About¶
Stop guessing why your production pipeline failed at 3 AM. Vulcan is a complete stack for building data products that gives you visibility into what's happening at every step, with built-in validation that blocks bad data before it hits production.
You write SQL or Python models in your Vulcan project. Most teams start with SQL for transformations, then add Python models when they hit logic that's painful to express in SQL: calling external APIs, running machine learning models, or handling complex business rules. Mix both in the same project. Vulcan handles CI/CD, testing, data quality, and API generation. Same stack whether you're processing thousands or billions of rows.
graph LR
subgraph VulcanStack [THE VULCAN STACK]
Start[Write SQL or Python Models] --> Linter[Linter: Code Safety]
Linter --> ModelCore((Model Definition))
ModelCore --> Tests[Automated Tests<br/>validate if desired output<br/>can be achieved]
Tests --> Signals[Signals<br/>validate if dependencies<br/>are met]
Signals --> ModelCore
ModelCore --> AC[Assertions & Checks<br/>validate data quality]
AC --> Semantics[Semantics: <br> Dimensions & Metrics]
end
Semantics --> APIs[Automatic APIs: <br> REST & Graph]
Semantics --> Warehouse[(Postgres or Snowflake)]
APIs --> Products[Production Data Products]
Warehouse --> Products
style VulcanStack fill:#f0f4f8,stroke:#01579b,stroke-width:2px
style Products fill:#c8e6c9,stroke:#2e7d32,stroke-width:2px
style Semantics fill:#fff9c4,stroke:#fbc02d,stroke-width:2px
style ModelCore fill:#e1f5fe,stroke:#0277bd,stroke-width:2px
How to read this diagram
Read the diagram left to right.

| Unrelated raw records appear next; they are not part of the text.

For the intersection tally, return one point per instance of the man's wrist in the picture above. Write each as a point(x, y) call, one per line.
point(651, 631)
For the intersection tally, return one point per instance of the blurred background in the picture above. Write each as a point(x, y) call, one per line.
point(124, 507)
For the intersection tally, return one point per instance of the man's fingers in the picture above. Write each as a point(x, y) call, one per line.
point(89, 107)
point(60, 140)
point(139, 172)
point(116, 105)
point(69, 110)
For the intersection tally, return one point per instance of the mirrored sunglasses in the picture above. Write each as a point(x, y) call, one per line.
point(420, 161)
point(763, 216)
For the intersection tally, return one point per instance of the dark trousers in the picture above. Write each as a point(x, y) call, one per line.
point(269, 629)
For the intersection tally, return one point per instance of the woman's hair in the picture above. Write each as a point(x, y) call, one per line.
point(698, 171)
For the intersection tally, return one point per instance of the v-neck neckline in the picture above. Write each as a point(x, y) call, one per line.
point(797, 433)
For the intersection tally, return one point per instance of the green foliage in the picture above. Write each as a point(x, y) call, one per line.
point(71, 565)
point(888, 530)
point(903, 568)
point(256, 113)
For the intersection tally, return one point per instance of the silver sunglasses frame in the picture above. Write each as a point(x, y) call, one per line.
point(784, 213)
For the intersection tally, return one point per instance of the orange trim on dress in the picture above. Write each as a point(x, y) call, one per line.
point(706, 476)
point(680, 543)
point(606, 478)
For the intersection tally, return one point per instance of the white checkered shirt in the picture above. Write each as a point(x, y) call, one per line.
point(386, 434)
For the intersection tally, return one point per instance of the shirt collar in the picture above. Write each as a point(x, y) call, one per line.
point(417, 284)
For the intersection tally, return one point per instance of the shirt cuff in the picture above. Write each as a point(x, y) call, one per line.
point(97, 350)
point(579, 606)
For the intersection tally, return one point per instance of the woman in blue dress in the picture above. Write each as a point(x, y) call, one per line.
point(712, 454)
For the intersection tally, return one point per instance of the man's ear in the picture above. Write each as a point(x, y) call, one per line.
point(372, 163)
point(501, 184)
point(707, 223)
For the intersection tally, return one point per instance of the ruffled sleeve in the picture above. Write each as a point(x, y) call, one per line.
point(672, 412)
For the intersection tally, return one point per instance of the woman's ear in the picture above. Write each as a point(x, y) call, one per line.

Here's what each part does:- Write SQL or Python models in your `models/` directory. Most teams start with SQL, then add Python when they hit logic that's painful in SQL: API calls, machine learning, or complex business rules.
- Linter catches syntax errors before your code runs. This stops bad SQL or Python from hitting your warehouse.
- Model Definition is where your validated model becomes a defined entity. This is the central hub where the validation loop happens.
- Automated Tests run first to check if your model can produce the desired output. This happens before any data processing.
- Signals check if all dependencies are met. If a model depends on upstream data or external services, signals verify they're available. Only then does the loop feed back to Model Definition.
- Assertions and Checks validate data quality. Bad data gets blocked here, before it reaches your semantic layer or warehouse.
- Semantics layer only powers up after models pass validation. This is where you define business metrics and dimensions. It's your single source of truth, but only because everything feeding it has been validated.
- Automatic APIs generate from your semantic layer. REST, Python, and Graph APIs appear without manual code. Business users get self-service analytics, developers get programmatic access.
- Postgres or Snowflake receives error-free data. The validation loop ensures only clean data reaches production.
- Production Data Products are what business users and developers actually access. Everything flows here after passing through the validation gauntlet.
What you get¶
SQL or Python: Write transformations in either language, or mix both in the same project. Use SQL for heavy-lifting transformations, switch to Python for complex logic. No new languages to learn.
Visibility and control: The linter catches syntax errors before deployment. CLI commands show you exactly what's running, what's queued, and what failed. You intercept errors in your Postgres or Snowflake environment before they trigger notifications. See what breaks before you break it.
Ship without errors: Assertions block bad data at the door. Tests run locally without touching your warehouse, so you get fast feedback without warehouse costs. CI/CD plans changes and shows you the full impact before deploying. Review what changed, approve when ready, roll back if something goes wrong.
Why bother with Semantic Models? Because it's the difference between a messy data warehouse and a single source of truth for your entire business metrics. Define metrics and dimensions once in your semantic layer. Vulcan generates REST, Python, and Graph APIs automatically. No manual API code needed. Business users get self-service analytics through the semantic layer, developers get programmatic access through the APIs.
Getting started¶
The quickstart guide walks you through setting up Vulcan and creating your first project. By the end, you'll have implemented your first audit or data quality check. That's the difference between just installing Vulcan and actually getting value from it.